The relator contends that his arrest and the searches and seizures were made without warrants, and thus were illegal; that these illegalities as well as the irregularities in the Justice's office were in violation of his state and federal constitutional rights.

It is well established that after conviction, relator is not entitled to a hearing in a habeas corpus proceeding upon averments of illegal arrest, illegal search and seizure, and irregularities occurring at the preliminary hearing. Cf. Pearson v. United States, 305 F.2d 34 (7th Cir., 1962); Plummer v. United States, 104 U.S.App.D.C. 211, 260 F.2d 729 (1958); United States v. Langston, 194 F. Supp. 891 (W.D.Pa.1961). Complaints in regard to arrest and search are matters for defense, reviewable for possible error upon appeal and not by way of habeas corpus. Habeas corpus cannot be made a substitute for appeal. Johnson v. Zerbst, 304 U.S. 458, 465, 58 S. Ct. 1019, 82 L. Ed. 1461; United States v. Rosenberg, 200 F.2d 666, 668 (2d Cir., 1952); United States ex rel. Cobb v. Cavell, D.C., 161 F. Supp. 174, aff'd 258 F.2d 946 (3d Cir., 1958); Commonwealth ex rel. Spencer v. Ashe, 364 Pa. 442, 71 A.2d 799 (1950); Commonwealth ex rel. Burge v. Ashe, 168 Pa.Super. 271, 77 A.2d 725 (1951).
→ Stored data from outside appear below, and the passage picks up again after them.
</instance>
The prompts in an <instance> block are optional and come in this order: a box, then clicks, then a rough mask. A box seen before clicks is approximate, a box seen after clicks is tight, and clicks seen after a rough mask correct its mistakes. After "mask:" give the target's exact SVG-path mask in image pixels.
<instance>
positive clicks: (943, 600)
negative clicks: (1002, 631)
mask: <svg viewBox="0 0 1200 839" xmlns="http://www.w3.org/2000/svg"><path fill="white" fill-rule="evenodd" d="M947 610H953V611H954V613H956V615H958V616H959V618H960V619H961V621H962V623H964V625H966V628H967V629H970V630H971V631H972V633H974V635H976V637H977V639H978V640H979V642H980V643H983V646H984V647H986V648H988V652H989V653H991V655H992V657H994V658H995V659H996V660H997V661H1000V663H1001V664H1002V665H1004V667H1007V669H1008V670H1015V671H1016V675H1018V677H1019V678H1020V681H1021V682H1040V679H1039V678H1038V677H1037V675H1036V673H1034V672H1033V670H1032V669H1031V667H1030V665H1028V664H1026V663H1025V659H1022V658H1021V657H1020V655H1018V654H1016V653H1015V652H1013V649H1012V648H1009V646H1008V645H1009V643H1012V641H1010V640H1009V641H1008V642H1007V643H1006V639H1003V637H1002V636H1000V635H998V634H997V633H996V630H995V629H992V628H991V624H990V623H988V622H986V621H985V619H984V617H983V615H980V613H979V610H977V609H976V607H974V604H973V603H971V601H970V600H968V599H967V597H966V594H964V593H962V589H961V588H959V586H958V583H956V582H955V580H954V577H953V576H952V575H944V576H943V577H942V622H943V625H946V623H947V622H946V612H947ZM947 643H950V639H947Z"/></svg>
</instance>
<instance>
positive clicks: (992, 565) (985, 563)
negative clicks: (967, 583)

One who pleads guilty waives these defenses and is not in a position to successfully move for a writ of habeas corpus on claims of alleged illegal arrest, search and seizure. Cf. United States v. Zavada, 291 F.2d 189 (6th Cir., 1961); United States v. Salzano, 241 F.2d 849 (2d Cir., 1957).

We now consider the allegations contained in the petition presented to this court which were not contained in the petition presented to the state court. They are:

1. That relator did not sign a plea of guilty or not guilty.

2. That his appointed attorney told him that he would receive one year in the county jail.

3. That he was tried and sentenced for a felony by the Court of Quarter Sessions, which court did not have any jurisdiction to do so.

As to the first and second allegations, this federal court, absent exceptional circumstances which are not here present, does not have jurisdiction to hold a hearing and inquire into the truth and effect thereof because the relator did not first present these issues to the state court. In other words, relator has failed to exhaust his state remedies as to these issues. United States ex rel. Ackerman v. Johnston, 235 F.2d 958 (3d Cir., 1956).

The same is true as to the third allegation. In addition, unless some prejudice is shown to relator, such a contention is technical and a certification to the correct criminal court having jurisdiction may be made nunc pro tunc after *330 sentence. Brown v. Commonwealth, 78 Pa. 122 (1875).[1]

At the hearing counsel argued that relator's federal rights have been violated because the records of the state court do not show that he was arraigned,[2] and if he was, that there is no transcript of the proceeding. Without deciding whether these omissions constitute substantial federal questions, they cannot be considered here because they were not first presented to the state court.

An appropriate order will be entered.

NOTES

[1] See also, Act of 1927, May 10, P.L. 879, No. 445, § 1; 17 Purdon's Pa.Stat.Ann. § 392.

[2] See Act of 1895, May 15, P.L. 71, § 1; 19 Purdon's Pa.Stat.Ann. § 462, arraignment abolished except where murder is charged; cf. Act of 1961, June 13, P.L. 290, §§ 1, 2; 19 Purdon's Pa.Stat.Ann. § 465 (1962 Supp.), providing for arraignment by rule of court.